$1.3b Cocain Haul Breaks Records
U.S. Customs and Border Protection announced Wednesday that it has found much more cocaine aboard the MSC Gayane than originally thought – nearly 2.5 tonnes more, bringing the haul to about 18 tonnes in total. The $1.3 billion seizure is now officially the largest in the agency’s history.
A multi-agency team continues to remove and scan all containers from the 10,000 TEU MSC Gayane. Once the containers are removed, the team will conduct an examination of all compartments aboard the vessel in a search for any additional cocaine. The Gayane was due to depart last week, but as of Thursday, she remained moored in Phialdelphia.
“I can officially report that CBP has seized a historic amount of cocaine – in fact, the largest cocaine seizure in our 230-year history, with a weight of 39,525 pounds and a street value of about $1.3 billion dollars,” said Casey Durst, CBP’s Director of Field Operations in Baltimore. “This is a momentous accomplishment for the CBP team here in Philadelphia.”
Agents discovered the drugs when they spotted something unusual in seven shipping containers on the night of June 16. A CBP x-ray examination confirmed the find, and agents pulled about 15.5 tonnes of cocaine from the suspect boxes.
Six crewmembers from the MSC Gayane have been charged in connection with the seizure. According to Fonofaavae Tiasaga, a crewmember from the Gayane who has pleaded guilty to smuggling charges, the container ship’s crew brought the cocaine aboard in high-seas transfers involving 14 separate boats, which met up with the boxship while she was under way between Peru and Panama.

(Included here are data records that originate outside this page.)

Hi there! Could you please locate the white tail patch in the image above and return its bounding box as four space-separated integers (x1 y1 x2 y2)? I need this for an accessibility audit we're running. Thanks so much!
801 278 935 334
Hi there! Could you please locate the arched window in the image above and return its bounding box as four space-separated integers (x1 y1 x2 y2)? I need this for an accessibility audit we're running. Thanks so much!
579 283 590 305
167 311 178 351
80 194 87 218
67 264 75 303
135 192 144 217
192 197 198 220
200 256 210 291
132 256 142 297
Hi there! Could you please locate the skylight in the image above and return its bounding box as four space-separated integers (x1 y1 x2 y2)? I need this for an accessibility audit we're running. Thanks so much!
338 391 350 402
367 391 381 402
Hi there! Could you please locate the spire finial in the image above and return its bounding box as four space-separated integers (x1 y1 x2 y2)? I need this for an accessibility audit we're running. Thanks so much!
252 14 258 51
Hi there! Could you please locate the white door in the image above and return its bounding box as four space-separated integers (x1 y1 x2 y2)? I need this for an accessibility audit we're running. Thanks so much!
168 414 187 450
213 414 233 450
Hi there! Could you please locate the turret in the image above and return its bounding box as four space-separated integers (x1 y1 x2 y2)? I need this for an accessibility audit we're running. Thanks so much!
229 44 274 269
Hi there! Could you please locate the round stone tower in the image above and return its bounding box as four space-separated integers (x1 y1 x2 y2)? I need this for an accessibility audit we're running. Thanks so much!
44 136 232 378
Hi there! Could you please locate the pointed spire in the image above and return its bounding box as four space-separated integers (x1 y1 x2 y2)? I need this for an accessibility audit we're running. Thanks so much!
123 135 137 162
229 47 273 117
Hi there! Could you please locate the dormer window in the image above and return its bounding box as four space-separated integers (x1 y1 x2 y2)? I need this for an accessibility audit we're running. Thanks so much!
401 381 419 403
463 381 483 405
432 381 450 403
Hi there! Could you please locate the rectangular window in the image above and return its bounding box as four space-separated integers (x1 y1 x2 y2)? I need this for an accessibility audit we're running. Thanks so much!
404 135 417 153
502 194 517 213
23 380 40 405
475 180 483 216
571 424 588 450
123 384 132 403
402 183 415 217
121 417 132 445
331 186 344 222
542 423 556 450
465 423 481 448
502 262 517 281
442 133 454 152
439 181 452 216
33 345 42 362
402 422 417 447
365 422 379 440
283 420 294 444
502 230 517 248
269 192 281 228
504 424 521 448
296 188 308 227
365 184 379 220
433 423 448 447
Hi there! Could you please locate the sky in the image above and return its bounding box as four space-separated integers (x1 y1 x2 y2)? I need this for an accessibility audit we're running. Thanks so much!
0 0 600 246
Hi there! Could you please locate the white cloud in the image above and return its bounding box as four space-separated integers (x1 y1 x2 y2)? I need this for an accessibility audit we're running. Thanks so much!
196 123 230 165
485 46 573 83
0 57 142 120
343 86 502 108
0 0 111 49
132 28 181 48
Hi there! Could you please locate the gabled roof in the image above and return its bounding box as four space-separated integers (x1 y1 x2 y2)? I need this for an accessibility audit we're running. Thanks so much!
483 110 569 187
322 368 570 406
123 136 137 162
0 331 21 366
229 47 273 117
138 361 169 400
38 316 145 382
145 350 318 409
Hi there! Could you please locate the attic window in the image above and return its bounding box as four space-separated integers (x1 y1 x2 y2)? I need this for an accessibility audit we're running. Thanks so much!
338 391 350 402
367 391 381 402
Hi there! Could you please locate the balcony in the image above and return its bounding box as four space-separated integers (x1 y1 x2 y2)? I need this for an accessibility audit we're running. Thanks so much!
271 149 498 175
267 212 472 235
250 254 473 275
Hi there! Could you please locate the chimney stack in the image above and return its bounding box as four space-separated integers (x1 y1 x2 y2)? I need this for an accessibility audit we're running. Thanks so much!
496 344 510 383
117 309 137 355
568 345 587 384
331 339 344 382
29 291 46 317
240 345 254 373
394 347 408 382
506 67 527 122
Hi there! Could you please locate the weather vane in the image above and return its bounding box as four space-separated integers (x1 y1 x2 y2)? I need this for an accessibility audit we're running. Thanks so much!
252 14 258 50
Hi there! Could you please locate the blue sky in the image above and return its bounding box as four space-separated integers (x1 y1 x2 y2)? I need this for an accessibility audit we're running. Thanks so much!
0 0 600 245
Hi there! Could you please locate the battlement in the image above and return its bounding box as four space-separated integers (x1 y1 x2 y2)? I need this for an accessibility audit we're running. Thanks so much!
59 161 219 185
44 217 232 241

It was the second bust involving an MSC ship at the port since March, when authorities seized about 1,200 pounds of cocaine from containers aboard the MSC Desiree. CBP has suspended the line’s preferential customs inspection status, known as Customs Trade Partnership Against Terrorism (C-TPAT), in response to the two incidents. In a statement, MSC said that it is “committed to working with authorities and industry groups worldwide to improve the security of the international supply chain and ensure that illegal practices are dealt with promptly and thoroughly.”